I'm trying to debug a new issue that's cropped up in a new distro of our software. I've got a theory for what's going on, but I'd like to run it by people who know how UDP works.
We have a custom protocol we've been using for years that's built on top of UDP. The basic idea is that 2 networked systems each have a list of buffers that they'd like to transmit to the other in real time at a high-ish rate (like 100HZ).
So what they both do is go through the list ahead of time and divvy them up into datagrams. Each datagram gets buffers assigned to it until no more buffers can fit in a datagram, at which point it adds another datagram, and continues through the list. This repeats until its made datagrams for all the buffers.
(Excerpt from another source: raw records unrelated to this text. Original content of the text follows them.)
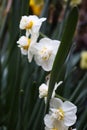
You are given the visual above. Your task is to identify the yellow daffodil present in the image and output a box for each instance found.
[80,51,87,69]
[34,38,60,71]
[29,0,44,16]
[44,98,77,130]
[64,0,82,6]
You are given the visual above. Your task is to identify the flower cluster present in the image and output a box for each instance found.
[44,98,77,130]
[17,15,77,130]
[17,15,60,71]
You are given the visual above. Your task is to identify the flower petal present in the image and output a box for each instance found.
[50,98,63,109]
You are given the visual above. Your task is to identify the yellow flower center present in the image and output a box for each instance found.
[51,128,58,130]
[80,52,87,69]
[26,21,33,29]
[40,47,51,61]
[22,39,31,50]
[58,108,64,120]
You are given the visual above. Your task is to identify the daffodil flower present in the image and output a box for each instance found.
[39,80,63,103]
[64,0,82,6]
[34,38,60,71]
[17,35,37,62]
[19,15,46,36]
[44,114,69,130]
[45,98,77,127]
[17,36,31,55]
[80,51,87,69]
[44,98,77,130]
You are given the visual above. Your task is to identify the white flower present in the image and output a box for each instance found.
[44,98,77,130]
[39,83,48,98]
[39,80,62,103]
[19,15,46,33]
[64,0,82,6]
[44,114,69,130]
[17,35,37,62]
[17,36,31,55]
[50,98,77,126]
[34,38,60,71]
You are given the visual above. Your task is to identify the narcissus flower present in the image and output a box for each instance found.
[39,80,63,98]
[17,36,31,55]
[65,0,82,6]
[44,114,69,130]
[34,38,60,71]
[44,98,77,130]
[17,35,37,62]
[20,15,46,33]
[80,51,87,69]
[39,83,48,98]
[29,0,44,16]
[39,80,63,103]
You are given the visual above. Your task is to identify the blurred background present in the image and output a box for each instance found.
[0,0,87,130]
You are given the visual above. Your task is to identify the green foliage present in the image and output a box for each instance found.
[0,0,87,130]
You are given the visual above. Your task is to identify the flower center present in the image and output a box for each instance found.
[52,108,64,120]
[58,108,64,120]
[51,128,58,130]
[23,38,31,50]
[40,47,51,61]
[26,21,33,29]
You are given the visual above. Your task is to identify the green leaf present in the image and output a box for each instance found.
[70,73,87,102]
[46,7,78,112]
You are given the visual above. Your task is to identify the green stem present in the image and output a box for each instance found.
[39,32,47,37]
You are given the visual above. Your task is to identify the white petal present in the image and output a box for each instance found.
[64,112,77,126]
[21,48,28,55]
[44,114,54,128]
[45,127,51,130]
[62,101,77,113]
[50,98,63,109]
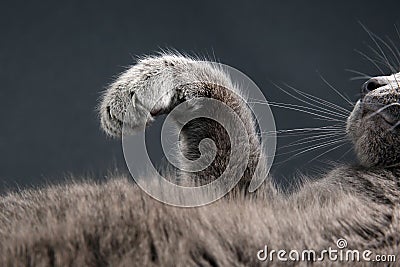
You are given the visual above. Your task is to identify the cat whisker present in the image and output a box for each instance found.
[360,22,394,71]
[281,83,350,115]
[307,143,346,163]
[318,73,354,107]
[367,103,400,119]
[354,49,385,75]
[277,137,347,164]
[269,103,344,122]
[276,138,344,160]
[345,69,373,79]
[249,101,347,118]
[280,132,341,149]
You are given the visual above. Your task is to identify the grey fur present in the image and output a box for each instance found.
[0,55,400,266]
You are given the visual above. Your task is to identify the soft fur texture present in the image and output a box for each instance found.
[0,55,400,266]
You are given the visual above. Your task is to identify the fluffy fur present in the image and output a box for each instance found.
[0,55,400,266]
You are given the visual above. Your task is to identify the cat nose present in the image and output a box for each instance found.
[361,78,387,97]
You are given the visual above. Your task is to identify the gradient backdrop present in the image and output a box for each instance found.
[0,0,400,190]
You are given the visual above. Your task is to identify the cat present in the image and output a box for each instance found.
[0,54,400,266]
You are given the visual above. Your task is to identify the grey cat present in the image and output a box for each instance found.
[0,55,400,266]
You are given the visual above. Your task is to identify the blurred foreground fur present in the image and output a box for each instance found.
[0,176,400,266]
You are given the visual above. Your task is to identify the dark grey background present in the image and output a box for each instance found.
[0,0,400,192]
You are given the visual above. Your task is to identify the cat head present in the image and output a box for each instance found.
[346,73,400,167]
So at startup time it figures out how many UDP datagrams it needs to send, and which buffers go into each.
The dataflow of the protocol is that the receiving side wakes up at the 100Hz tick and in a tight loop for each datagram buffer -> copies the local buffer data into a datagram buffer, and then does a socket send() of the datagram buffer.
The sending side likewise in a tight loop does a recv() into its datagram buffer with a 0 timeout (nowait I believe) until that recv() call returns with no data. Any data it recieves is copied into the appropriate local buffer before the next recv() call happens.
This worked (supposedly) fine for years, although I understand typically the system was only requiring 2 UDP datagrams. However, we got built a new system recently with enough new buffers that it now needs 3 UDP datagrams. The report I got was that the first 2 were going over fine, but the data in the 3rd datagram wasn't.
I tried this out on our testbench, and it looked like I got it working. However, it definitely isn't on the actual customer equipment. We can see on Wireshark that all 3 datagrams are getting transmitted, but we can see in our software that its only ever seeing the first 2. If I'm right that its working fine on our testbench, this looks an awful lot like either a hardware difference, or a race condition (likely the race ending differently due to hardware differences). Supporting this is that I think I've momentarily seen the customer equipment actually receive one of the 3 datagrams.
So here's my theory for what's going on here. I'd like feedback from UDP gurus on how feasible this sounds:
This user-level protocol of ours on top of UDP is unsynchronized, and that's causing a race between the tight send() loop on the sender and the tight nowait recv() on the receiver's side. After the second datagram is send()'ed from the sender, the receiver may somehow be recv()-ing it, processing it, and posting its no-wait revc() before the sender manages to send() its third (and last) datagram. This shows up on the recv() side as the sender being done (because recv() returns with 0 data).
So my theory is that this protocol needs to be tweaked a bit. Either back-and-forth, handshaking needs to be added, or the recv() side needs to block with a reasonable timeout, and/or perhaps do something with the knowledge of how many datagrams its supposed to be getting (it knows that at startup time).